When on the move in search of water or food, elephants typically walk in a single file - a behaviour, which through 80 million years of evolution, has offered them an advantage when most vulnerable. On Friday, this wasn't the case. The death of seven elephants in a single incident is the highest ever in Odisha and since then the government has suspended key officials and ordered a probe by the crime branch into the incident.

A source in the forest department explained, "When an elephant herd is on the move, in search of food or water, they walk in a single file. This allows them to walk as a unit and protect their young. This herd was doing the same, but after one elephant came into contact with the wire the others also got electrocuted and died."

But these deaths were foretold. As early as 2005, the Wildlife Trust of India and the Ministry of Environment and Forest's Project Elephant in the document 'Right of Passage: Elephant Corridors of India' had identified the railway line as a key threat. The incident took place close to the Maulabhanja-Anantapur elephant corridor. A combination of forests being encroached, mining in the area, construction of several irrigation canals have led to severe degradation of the corridor.

With elephants still seasonally and routinely taking the routes, the past year saw the forest department repeatedly sound the alarm regarding a more immediate threat: sagging live wires. In 2017, Dhenkanal DFO had written to the state-run Central Electricity Supply Utility of Odisha (CESU) regarding the "sagging 11 KV lines" in the region. The department had urged that "a stretch of 136.57 km of low tension lines" passing through elephant habitats urgently be cabled. According to the forest and environment minister Bijayshree Routray, locals in the area had also informed the local CESU office regarding the same.

In March, additional chief secretary (forest) Suresh Mahapatra held a meeting during which, as per minutes, it was decided that transmission lines passing through the areas where elephants move should be cabled or insulated. Six months later, during a coordination meeting with the Energy department, CESU informed that “the cabling of the transmission line was yet to be taken up in the Dhenkanal division," officials said.

The Forest Department issued a statement, putting the blame squarely on their counterparts in the energy department and said, “Due to non-rectification of sagging lines and non-cabling of the transmission line, the accident occurred.”

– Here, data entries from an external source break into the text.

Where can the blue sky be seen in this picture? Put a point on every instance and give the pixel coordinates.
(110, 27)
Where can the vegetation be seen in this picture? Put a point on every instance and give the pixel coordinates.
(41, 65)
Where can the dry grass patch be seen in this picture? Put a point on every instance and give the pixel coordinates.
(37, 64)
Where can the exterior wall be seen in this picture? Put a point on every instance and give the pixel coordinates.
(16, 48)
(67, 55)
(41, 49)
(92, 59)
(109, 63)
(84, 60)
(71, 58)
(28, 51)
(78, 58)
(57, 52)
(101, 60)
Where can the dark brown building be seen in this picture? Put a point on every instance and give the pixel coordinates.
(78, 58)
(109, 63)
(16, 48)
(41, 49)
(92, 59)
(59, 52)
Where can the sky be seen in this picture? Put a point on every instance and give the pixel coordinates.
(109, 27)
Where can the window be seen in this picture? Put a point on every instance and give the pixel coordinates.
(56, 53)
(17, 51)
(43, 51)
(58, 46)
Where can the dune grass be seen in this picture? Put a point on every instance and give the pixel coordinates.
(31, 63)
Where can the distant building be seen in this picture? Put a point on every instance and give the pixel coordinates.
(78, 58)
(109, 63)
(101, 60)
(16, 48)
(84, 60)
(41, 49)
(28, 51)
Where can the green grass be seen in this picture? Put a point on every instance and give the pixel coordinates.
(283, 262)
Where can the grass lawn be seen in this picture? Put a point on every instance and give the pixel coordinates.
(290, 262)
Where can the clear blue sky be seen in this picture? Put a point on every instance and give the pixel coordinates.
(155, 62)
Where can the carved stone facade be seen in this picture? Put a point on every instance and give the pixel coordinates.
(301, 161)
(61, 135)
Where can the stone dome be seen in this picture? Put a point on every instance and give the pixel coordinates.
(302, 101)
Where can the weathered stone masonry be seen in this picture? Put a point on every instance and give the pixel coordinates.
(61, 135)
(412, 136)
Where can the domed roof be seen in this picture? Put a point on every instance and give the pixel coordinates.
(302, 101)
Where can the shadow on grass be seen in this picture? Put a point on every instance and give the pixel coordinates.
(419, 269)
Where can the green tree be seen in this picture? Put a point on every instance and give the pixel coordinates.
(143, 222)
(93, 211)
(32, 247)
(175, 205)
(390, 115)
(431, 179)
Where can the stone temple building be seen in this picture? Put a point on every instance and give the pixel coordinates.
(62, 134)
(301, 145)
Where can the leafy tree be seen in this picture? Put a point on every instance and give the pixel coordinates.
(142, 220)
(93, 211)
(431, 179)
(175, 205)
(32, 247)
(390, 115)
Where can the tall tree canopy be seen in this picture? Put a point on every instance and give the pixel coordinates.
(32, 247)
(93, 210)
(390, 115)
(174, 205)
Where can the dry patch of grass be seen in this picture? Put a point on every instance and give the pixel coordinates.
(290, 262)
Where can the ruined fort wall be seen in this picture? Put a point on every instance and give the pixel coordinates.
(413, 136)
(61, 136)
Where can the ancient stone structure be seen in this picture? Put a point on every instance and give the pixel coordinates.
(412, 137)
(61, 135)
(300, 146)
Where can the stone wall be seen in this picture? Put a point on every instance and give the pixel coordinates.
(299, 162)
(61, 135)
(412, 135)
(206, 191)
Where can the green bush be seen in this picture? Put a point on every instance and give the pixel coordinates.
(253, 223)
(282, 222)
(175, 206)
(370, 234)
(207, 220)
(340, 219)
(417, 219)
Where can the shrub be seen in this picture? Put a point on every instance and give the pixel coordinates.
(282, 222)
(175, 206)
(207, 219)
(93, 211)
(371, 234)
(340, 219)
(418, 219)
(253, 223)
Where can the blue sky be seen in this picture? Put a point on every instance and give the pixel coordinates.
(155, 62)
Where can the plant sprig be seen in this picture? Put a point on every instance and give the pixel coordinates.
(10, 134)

Meanwhile, energy department secretary Hemant Kumar Sarma said, “A three-member team of the Energy department has been formed to investigate the incident and appropriate action will be taken after the probe.” For now, the CESU has "suspended an SDO, a superintending engineer and terminated from service a union engineer" while the forest department also suspended a range officer, a ranger, a forest guard of the Dhenakal forest division," officials said.